Bases and inputs

I don't know if there are any clear full descriptions of how base and input sentences work in GDL. (They were added to GDL since the last full specification was written.) So, here's a brief write-up of how they work.

The base and input keywords are used to specify the possible true sentences (i.e., components of the game state) and legal moves that could occur over the course of the game.


Unlike true sentences and legal moves, the sentences that begin with base and input do not depend on the state of the game; they are constant. This means they can be easily and quickly queried.

If a game description uses base sentences, then every game state (true) sentence that could be true over the course of the game must have a corresponding true base sentence. For example, if some series of events in a game of chess could lead (true (cell d 5 black knight)) to be true, then (base (cell d 5 black knight)) must always be true regardless of the state of the game.

Similarly, if it's possible for (legal white (castle queenside)) to ever be true, then (input white (castle queenside)) must always be true (if the game uses input sentences).

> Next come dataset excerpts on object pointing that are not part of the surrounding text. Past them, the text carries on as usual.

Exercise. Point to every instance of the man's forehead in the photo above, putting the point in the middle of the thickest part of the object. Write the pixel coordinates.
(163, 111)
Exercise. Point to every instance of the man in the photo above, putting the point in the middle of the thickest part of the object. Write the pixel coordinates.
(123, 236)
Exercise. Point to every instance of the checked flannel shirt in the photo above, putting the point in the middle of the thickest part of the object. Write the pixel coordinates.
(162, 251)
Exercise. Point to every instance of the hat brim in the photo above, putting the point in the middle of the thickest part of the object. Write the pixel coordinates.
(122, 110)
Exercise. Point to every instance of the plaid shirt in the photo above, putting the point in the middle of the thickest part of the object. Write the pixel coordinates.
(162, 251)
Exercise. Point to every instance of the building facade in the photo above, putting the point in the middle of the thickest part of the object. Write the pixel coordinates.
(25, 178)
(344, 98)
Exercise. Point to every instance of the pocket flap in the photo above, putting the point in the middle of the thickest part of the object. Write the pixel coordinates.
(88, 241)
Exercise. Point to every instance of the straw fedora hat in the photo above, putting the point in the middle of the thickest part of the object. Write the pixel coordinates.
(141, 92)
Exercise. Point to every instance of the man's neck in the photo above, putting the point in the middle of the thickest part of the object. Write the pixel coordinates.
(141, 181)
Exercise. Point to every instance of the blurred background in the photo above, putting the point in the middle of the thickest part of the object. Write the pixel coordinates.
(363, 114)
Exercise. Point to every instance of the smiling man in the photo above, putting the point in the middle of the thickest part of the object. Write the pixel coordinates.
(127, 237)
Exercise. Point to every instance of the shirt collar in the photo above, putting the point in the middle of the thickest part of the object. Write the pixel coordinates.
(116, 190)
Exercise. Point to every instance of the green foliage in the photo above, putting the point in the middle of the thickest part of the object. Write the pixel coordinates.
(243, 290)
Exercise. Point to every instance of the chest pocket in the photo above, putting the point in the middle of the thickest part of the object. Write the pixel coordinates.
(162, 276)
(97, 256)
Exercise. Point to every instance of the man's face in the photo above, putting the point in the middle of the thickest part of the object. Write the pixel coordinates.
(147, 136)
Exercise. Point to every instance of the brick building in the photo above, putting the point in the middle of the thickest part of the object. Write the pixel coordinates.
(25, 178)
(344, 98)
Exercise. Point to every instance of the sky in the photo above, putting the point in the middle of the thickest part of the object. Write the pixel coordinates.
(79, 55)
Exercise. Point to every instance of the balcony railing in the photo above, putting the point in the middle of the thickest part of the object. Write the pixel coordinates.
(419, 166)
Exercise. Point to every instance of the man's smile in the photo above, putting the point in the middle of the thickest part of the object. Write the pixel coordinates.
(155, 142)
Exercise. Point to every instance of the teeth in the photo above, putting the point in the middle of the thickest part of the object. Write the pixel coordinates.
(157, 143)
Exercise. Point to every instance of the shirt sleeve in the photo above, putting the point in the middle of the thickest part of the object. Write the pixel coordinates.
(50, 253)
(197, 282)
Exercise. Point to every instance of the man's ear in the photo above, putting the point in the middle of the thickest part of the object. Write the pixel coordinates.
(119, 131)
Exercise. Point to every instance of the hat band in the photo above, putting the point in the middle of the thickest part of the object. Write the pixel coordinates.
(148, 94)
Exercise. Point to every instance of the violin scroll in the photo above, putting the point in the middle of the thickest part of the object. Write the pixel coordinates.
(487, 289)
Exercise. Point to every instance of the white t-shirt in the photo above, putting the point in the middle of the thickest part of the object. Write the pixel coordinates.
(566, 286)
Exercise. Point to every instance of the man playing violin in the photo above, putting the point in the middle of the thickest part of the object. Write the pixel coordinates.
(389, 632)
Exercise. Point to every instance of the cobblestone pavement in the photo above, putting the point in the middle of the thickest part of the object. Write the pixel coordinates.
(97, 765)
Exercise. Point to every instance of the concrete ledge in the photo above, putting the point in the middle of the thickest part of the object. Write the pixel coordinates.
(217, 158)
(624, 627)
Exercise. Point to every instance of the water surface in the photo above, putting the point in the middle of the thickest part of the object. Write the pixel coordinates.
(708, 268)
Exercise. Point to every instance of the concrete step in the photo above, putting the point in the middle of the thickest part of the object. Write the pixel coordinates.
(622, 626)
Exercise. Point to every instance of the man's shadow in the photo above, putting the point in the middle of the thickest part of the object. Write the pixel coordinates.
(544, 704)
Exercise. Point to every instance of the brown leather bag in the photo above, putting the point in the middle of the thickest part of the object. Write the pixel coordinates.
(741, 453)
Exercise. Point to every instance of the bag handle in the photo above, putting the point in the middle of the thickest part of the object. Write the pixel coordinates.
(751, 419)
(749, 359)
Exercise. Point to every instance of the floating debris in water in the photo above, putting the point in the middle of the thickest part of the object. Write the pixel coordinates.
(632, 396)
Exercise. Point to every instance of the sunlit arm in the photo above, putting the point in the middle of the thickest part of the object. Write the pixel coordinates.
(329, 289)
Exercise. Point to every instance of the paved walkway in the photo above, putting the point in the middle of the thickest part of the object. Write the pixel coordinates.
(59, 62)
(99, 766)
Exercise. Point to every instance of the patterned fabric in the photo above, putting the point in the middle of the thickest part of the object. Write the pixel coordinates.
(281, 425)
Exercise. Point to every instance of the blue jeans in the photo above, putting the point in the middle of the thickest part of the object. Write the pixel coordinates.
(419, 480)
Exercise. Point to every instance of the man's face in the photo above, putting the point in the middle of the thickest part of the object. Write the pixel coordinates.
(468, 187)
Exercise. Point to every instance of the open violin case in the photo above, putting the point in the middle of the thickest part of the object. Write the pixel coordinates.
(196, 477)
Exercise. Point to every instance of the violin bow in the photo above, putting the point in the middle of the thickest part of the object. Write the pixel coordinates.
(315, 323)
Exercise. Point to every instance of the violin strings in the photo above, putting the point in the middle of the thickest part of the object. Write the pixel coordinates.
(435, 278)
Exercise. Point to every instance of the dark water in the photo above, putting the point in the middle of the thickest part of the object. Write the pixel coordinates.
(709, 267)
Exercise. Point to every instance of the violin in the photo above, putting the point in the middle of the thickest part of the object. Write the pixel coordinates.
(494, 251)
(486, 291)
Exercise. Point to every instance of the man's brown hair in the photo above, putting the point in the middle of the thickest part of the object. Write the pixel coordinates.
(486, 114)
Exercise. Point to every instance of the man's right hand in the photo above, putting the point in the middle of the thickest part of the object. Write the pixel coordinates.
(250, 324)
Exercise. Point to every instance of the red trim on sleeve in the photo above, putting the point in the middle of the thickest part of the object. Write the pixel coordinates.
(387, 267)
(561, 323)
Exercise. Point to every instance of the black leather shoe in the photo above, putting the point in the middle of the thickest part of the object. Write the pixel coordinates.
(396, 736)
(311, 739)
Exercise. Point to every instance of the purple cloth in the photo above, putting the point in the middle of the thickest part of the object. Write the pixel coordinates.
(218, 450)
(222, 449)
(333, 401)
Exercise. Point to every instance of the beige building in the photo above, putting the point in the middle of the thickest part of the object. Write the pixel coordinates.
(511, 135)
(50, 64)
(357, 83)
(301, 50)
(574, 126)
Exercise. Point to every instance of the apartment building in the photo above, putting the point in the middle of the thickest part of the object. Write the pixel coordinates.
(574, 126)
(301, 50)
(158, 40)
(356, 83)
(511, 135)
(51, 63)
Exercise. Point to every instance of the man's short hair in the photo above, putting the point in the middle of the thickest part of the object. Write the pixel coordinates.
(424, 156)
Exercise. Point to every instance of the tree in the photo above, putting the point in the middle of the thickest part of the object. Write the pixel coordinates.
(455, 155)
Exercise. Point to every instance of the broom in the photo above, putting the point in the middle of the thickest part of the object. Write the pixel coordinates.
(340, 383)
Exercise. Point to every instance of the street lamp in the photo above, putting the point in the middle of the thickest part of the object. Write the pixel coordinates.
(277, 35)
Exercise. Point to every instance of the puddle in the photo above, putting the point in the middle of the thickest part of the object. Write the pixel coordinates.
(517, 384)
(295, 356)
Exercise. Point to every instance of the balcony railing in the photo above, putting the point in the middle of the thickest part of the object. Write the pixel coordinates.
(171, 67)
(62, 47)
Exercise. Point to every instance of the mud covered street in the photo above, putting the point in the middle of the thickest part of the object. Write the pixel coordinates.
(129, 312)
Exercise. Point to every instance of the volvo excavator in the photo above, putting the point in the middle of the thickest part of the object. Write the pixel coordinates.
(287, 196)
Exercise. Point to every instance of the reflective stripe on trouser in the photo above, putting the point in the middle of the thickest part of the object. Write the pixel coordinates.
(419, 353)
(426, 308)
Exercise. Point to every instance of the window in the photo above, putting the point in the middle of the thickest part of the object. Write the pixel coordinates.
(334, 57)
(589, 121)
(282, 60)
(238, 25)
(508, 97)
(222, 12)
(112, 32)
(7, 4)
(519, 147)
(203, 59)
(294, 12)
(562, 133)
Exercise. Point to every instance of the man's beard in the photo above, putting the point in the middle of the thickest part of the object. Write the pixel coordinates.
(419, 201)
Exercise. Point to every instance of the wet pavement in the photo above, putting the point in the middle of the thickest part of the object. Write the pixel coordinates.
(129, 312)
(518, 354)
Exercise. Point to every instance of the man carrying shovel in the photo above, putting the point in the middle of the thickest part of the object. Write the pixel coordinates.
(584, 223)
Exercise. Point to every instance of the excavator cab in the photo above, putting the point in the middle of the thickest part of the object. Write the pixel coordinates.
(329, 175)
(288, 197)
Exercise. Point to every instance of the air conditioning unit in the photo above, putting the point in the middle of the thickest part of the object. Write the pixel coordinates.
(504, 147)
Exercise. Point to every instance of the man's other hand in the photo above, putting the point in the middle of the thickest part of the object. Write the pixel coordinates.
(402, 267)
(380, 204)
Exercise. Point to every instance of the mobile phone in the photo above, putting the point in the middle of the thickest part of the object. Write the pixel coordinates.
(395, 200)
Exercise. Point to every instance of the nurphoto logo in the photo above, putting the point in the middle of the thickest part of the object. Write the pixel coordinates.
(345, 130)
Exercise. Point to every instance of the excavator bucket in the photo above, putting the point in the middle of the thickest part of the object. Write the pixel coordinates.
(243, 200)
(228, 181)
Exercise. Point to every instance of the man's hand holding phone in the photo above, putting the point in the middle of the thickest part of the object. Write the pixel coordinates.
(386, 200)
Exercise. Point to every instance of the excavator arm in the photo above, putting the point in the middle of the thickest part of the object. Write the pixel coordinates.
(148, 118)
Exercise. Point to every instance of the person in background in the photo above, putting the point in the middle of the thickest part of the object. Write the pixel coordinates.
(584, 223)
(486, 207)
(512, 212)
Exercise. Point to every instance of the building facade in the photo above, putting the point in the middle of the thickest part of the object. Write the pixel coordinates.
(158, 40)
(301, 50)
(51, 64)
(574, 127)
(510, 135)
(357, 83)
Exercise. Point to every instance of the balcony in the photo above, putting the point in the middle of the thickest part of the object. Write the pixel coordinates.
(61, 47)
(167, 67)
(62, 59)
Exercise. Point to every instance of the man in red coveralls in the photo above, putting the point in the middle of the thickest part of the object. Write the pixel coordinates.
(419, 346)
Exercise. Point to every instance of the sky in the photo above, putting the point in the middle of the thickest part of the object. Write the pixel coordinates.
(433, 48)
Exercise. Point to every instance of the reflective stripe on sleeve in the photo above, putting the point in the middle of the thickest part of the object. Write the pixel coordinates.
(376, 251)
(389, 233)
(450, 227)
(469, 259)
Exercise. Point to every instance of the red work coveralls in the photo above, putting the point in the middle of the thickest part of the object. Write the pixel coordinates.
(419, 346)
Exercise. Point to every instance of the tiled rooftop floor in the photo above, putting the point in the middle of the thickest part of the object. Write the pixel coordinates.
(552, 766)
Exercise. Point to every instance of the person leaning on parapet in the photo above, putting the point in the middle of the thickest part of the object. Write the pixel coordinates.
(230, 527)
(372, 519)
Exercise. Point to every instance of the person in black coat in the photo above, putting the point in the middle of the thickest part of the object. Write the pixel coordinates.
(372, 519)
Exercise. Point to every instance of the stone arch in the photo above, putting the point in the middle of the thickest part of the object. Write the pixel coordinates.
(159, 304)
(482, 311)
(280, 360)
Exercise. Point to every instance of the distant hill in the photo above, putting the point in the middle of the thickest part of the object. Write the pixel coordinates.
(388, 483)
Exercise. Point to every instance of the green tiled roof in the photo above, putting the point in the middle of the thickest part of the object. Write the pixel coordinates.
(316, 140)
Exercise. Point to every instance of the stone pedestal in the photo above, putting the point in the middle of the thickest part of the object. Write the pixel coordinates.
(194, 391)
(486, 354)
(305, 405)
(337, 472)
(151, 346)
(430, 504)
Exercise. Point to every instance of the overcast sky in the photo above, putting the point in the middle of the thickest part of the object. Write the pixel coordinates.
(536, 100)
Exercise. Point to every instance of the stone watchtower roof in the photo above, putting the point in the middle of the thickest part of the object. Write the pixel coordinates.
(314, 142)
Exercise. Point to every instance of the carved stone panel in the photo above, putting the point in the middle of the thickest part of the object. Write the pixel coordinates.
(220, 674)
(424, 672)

What about the converse, if a base or input sentence is true but the corresponding game state sentence or move can't ever be true in game play? This is discouraged but may be unavoidable, depending on the game. Game designers should keep the bases and inputs as close to the actual set of possibilities as is reasonably achievable.

By contrast, if a base sentence is missing but its corresponding true sentence can be true, this is a bug in the game description. (Unless, of course, the game does not include any base sentences.) This is not intended to be a way to impose new restrictions on possible sentences or moves.

The Validator in GGP-Base includes a BasesInputsValidator that looks for validations of this type, where a base or input sentence is missing for a true sentence or legal move.

What's the value of being able to ask about these? Well, there are approaches to analyzing the game (including propnets, but also heuristic methods) where it helps to start with a complete set of possibilities. Furthermore, it can be difficult or time-consuming to compute this directly from the game description, and this process could result in a prohibitively high false positive rate. The OptimizingPropNetFactory, for example, takes advantage of base sentences as a starting point for propnet construction. The alternative would be to create a much larger initial propnet and pare it down afterwards, which is both slower and unreliable.

Although this is not in the specification, the level of adoption is fairly high; I believe these are used in all games in rotation on Tiltyard, and are used consistently in Stanford's tournaments. They will also be used in games in the upcoming Tiltyard Open.